In diesem Land ist der Knall eines aus Versehen platzenden Geburtstagsluftballons eben nicht nur der Knall eines Ballons, sondern klingt auch wie ein Schuss oder das Explodieren einer Bombe. Es ist ein Knall, der die Erinnerungen an den Selbstmordanschlag auf das frühere Lieblingscafé des Großvaters Moshe oder auf den Tel Aviver Technoclub »Dolphinarium« im Juni 2001 mit 21 Toten, darunter viele Teenager, wachruft. Es hat bis 2018 gedauert, bis die Ruine abgerissen wurde – im Roman heißt es, die Bevölkerung von Tel Aviv war zu müde vom Krieg und zu erschöpft, um das Gebäude früher abzutragen.
Klatt hat unfreiwillig auch einen Nachruf auf das Leben in Israel geschrieben, das es so nach dem 7. Oktober nicht mehr gibt.

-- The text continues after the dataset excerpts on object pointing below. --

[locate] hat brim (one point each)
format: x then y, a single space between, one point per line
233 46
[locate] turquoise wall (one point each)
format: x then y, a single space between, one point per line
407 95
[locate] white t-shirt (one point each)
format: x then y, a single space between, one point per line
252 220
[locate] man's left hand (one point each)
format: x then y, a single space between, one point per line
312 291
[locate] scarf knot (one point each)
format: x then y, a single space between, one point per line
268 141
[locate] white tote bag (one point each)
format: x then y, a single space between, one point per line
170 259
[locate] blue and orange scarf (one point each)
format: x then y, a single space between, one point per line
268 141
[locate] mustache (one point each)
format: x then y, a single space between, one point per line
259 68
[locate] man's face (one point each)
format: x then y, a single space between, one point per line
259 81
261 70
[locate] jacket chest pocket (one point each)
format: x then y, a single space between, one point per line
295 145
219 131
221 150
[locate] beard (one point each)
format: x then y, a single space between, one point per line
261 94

Klatt hat einen im Wortsinne eindrucksvollen Roman geschrieben. Sie hat aber auch unfreiwillig einen Nachruf auf das Leben in Israel geschrieben, das es so nach dem 7. Oktober nicht mehr gibt. Die Ich-Erzählerin treibt sich in der Elektroszene herum, berichtet belustigt von den Nature-Partys, auf denen nackte Hippies in der Wüste zu Goa-Musik tanzen, so high, dass sie glauben, das Tote Meer wieder zum Leben erwecken zu können. Ihr Freund, der Beduine Abdallah, kann mit Techno nichts anfangen. Doch er ist ein unerschütterlicher Optimist, der verkündet, es gebe genug Land für alle: die Juden, die Palästinenser, die Beduinen und auch für die, die Techno mögen.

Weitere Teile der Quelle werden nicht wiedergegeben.